Tuesday, September 07, 2010

The truth

Dramatic video footage of the Cameron/Clegg negotiations has emerged:

Wednesday, September 01, 2010

A tale of two newspapers

In the Israel/Palestine conflict there appears to be a choice between victory for one side or the other or a settlement. The only problem is that victory is neither possible nor desirable. Israel cannot and will not be obliterated and the Palestinians will not and cannot have their right to self-determination denied. So the real choice is between a continued, corrosive blood-letting or a deal that will transcend the conflict and create a new reality, giving the opportunity for peace.

So where are you most likely to find an argument for continued struggle? The Guardian of course where this article, in a piece of psychic punditry, announces in advance the failure of the coming peace talks, or, if by any chance an agreement does emerge, that it must of necessity prove to be a disaster.

The Jerusalem Post, meanwhile, provides another platform for the practical optimism of Gershon Baskin of ICIPRI who argues that, "Failure to reach an agreement would be a crime against both peoples".

In the meantime, the current enemies of just such an agreement, in the same way as their earlier counterparts did, have announced their opposition.

September

O Autumn, laden with fruit, and stain'd
With the blood of the grape, pass not, but sit
Beneath my shady roof; there thou may'st rest,
And tune thy jolly voice to my fresh pipe,
And all the daughters of the year shall dance!
Sing now the lusty song of fruits and flowers.
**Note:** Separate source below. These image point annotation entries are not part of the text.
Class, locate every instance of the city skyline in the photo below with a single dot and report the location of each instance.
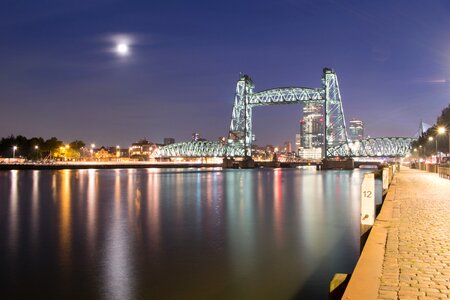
(63, 77)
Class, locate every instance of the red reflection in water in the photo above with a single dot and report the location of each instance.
(278, 206)
(13, 215)
(153, 198)
(65, 231)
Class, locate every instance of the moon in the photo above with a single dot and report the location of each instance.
(122, 49)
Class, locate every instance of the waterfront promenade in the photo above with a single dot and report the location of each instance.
(407, 255)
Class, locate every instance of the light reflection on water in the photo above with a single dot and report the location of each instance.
(126, 234)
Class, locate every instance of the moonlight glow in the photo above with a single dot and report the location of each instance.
(122, 49)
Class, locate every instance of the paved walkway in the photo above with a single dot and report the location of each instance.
(407, 255)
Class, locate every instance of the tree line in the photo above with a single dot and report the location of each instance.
(427, 141)
(37, 148)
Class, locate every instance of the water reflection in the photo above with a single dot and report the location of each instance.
(118, 278)
(13, 214)
(126, 234)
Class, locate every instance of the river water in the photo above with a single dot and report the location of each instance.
(176, 233)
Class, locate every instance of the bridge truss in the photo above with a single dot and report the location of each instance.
(199, 149)
(328, 96)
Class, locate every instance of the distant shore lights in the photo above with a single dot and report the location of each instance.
(122, 49)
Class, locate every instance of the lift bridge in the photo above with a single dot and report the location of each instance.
(336, 144)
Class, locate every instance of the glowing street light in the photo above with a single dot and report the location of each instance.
(122, 49)
(442, 130)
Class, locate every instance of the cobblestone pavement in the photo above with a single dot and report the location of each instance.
(417, 257)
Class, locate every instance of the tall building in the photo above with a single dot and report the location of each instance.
(312, 128)
(169, 141)
(195, 136)
(356, 130)
(297, 143)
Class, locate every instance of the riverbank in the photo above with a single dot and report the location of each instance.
(407, 254)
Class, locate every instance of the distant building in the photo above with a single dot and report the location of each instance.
(169, 141)
(297, 143)
(356, 130)
(312, 128)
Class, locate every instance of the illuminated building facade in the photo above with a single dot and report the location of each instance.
(169, 141)
(356, 130)
(312, 128)
(142, 150)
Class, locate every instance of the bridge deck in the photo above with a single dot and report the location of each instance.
(407, 255)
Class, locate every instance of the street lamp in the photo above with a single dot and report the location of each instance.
(441, 130)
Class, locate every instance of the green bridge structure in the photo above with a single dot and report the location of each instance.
(337, 144)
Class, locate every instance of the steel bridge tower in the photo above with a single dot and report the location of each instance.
(241, 135)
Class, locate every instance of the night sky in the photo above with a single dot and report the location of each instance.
(60, 75)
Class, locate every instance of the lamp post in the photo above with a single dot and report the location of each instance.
(36, 148)
(92, 151)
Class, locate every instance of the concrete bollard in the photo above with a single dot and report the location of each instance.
(368, 199)
(385, 180)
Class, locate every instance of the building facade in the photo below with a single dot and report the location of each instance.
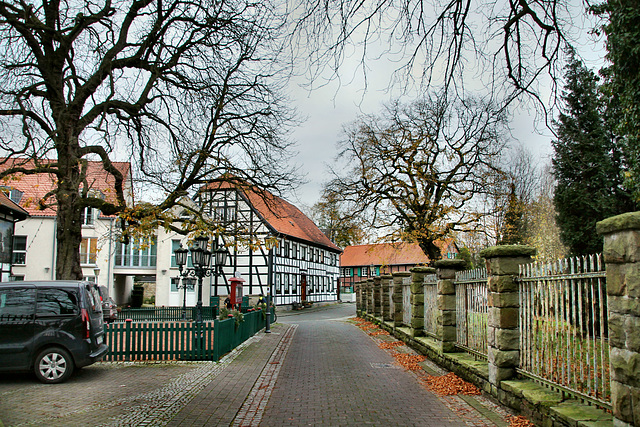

'The narrow bud opens her beauties to
The sun, and love runs in her thrilling veins;
Blossoms hang round the brows of Morning, and
Flourish down the bright cheek of modest Eve,
Till clust'ring Summer breaks forth into singing,
And feather'd clouds strew flowers round her head.

'The spirits of the air live in the smells
Of fruit; and Joy, with pinions light, roves round
The gardens, or sits singing in the trees.'
Thus sang the jolly Autumn as he sat,
Then rose, girded himself, and o'er the bleak
Hills fled from our sight; but left his golden load.

William Blake - To Autumn - 1783

I have never been here in September before and I will see most of the month out until I return to the UK. Already there is a sense of Autumn, the mornings and evenings are cooler and though still warm, the heat has a softer quality to it. Despite my ignorance and lack of stewardship, thin branches are bending under the weight of fruit. The village is noticeably quieter, many summer visitors have gone and it is absolutely gorgeous. As the loudspeaker on the hawker's van calls out, 'κρεμμύδια και πατάτες έχω', I have an overwhelming sense of my own good fortune and privilege. What could be better than to be here, now, on a September day?